We Threw Money at the Debt Constantly
All “extra” money we had went directly to the debt. Well almost
With the 401(k) loans we had to pay them off in full, so we had to save the money first. This gave us extra perceived cushion on our emergency fund as well, but it requires much discipline to avoid dipping into the money that is saved to pay off debt. All of our excess money went to paying off debt. By the end of 2008 we had our two 401(k) loans paid off. This had a fortunate side effect as well, at least for one of the loans. With the crash in the stock market, if we had all of the money from the loan still in our 401(k), we would have lost much of it in the crash. But instead it was like having a cash investment. We paid one loan off before the crash, so we lost around 40% of it in the downturn. But the other loan was repaid after the crash, coincidentally a great time to be buying into the stock market. This of course was luck, and I would not suggest trying to plan it this way.
Aside from the budget and reduced spending, we also made some other temporary changes:
- Reduced 401(k) contributions – we reduced our 401(k) contributions to just enough to get the company match. If this plan were going to take more than two years, or if we were going to just incur more debt after we paid these debts off, then this would be a bad move. All the money that previously went to 401(k) contributions now goes to the debt.
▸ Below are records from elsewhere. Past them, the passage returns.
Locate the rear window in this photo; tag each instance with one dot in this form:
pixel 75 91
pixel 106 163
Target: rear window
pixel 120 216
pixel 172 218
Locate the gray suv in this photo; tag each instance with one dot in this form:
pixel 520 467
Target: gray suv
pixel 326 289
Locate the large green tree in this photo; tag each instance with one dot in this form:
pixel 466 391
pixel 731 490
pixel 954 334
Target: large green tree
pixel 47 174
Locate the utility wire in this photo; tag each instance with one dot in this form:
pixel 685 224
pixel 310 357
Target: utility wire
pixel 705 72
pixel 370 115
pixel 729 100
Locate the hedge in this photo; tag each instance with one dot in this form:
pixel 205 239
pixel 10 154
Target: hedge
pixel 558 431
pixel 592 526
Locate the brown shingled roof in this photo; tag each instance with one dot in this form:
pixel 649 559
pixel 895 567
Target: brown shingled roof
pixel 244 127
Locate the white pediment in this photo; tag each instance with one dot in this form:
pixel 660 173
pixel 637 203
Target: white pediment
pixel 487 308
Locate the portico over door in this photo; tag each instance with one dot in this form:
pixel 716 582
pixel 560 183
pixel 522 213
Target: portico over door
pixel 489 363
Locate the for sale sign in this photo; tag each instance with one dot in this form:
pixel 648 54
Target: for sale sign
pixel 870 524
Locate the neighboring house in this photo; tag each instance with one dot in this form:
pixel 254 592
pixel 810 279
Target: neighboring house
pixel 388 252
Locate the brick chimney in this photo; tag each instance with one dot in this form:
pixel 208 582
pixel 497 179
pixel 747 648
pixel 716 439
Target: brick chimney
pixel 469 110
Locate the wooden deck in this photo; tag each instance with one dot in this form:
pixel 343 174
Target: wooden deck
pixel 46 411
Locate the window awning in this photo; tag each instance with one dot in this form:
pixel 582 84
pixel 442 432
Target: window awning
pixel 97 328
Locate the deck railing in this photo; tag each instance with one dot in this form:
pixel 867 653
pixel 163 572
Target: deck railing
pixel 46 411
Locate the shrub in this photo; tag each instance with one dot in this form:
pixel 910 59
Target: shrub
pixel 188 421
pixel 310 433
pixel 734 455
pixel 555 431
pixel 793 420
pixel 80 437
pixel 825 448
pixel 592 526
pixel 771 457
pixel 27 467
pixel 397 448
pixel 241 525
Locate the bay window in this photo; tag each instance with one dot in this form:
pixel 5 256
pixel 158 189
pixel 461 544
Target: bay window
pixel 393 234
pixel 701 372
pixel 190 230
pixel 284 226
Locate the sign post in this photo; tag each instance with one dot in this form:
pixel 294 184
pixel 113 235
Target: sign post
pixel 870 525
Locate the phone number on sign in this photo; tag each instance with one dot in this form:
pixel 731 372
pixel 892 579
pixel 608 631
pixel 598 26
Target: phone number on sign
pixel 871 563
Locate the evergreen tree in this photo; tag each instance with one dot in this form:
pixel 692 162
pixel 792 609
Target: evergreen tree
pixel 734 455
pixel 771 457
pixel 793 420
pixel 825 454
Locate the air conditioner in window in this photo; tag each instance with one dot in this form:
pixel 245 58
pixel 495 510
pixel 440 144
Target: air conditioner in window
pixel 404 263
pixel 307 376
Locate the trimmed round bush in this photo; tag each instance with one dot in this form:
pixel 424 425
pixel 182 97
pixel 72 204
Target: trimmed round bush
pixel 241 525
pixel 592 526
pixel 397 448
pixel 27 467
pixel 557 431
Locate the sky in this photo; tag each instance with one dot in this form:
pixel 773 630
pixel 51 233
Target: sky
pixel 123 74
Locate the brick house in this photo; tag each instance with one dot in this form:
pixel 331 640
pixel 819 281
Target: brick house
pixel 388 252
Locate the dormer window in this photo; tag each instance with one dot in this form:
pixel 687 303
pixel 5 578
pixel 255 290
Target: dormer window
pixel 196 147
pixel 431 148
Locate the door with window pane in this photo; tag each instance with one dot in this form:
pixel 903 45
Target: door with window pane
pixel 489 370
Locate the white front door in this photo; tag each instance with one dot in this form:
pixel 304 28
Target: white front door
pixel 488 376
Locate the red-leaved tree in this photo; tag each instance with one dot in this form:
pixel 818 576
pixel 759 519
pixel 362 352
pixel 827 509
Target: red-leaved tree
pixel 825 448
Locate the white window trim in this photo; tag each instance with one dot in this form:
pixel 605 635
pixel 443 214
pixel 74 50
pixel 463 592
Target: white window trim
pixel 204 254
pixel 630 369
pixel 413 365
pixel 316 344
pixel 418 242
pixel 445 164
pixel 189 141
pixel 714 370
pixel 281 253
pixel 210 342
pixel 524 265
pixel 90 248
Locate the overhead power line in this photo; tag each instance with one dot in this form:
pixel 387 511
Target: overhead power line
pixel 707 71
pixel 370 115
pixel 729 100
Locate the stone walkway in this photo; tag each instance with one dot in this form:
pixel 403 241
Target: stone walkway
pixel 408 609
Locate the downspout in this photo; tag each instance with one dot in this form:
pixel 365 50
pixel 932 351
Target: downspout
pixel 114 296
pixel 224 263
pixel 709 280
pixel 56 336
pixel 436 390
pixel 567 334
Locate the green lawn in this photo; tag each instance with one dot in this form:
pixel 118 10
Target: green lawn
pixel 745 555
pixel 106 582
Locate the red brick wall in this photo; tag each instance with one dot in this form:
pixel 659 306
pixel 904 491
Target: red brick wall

- Any extra income or money such as bonuses, income tax refunds, and reimbursements from Child Care Dependent Care account and our Health Savings Account goes directly to the debt.
Our Current Progress
These changes enabled us to pay off our two 401(k) loans by the end of last year, and cut our home equity loan debt in half. At this rate, we should be able to meet our goal of having less total debt than the value of our home by February of next year. Then within about 6 months of completing that goal, we should have our emergency fund established. So a plan that originally took us through mid 2011 is on track to be accomplished by mid 2010. We are thrilled about the progress, especially given the current economic conditions. What we have found is that this focused intensity has enabled us to meet these goals much earlier than we imagined. It does not always work out that way for everyone, but my hope is that this provides some motivation for others.
Next Steps
Once we meet our target around mid 2010, our focus will shift slightly to medium range plans. A major item for that time frame will include saving to buy our next cars. Our current cars will reach 10 years old around 2013 and we want to be prepared to buy our next cars without incurring new debt. Once we have saved the money, if the cars are still running fine we will wait to buy them though. We own our current cars and are in no rush to replace them — we want them to last as long as possible.
Also during this timeframe we will re-establish fully funding our retirement accounts. We will plan a vacation. And my wife will be able to scale back her work. So with that, I will provide more information on our progress and our medium to long term plans in future posts!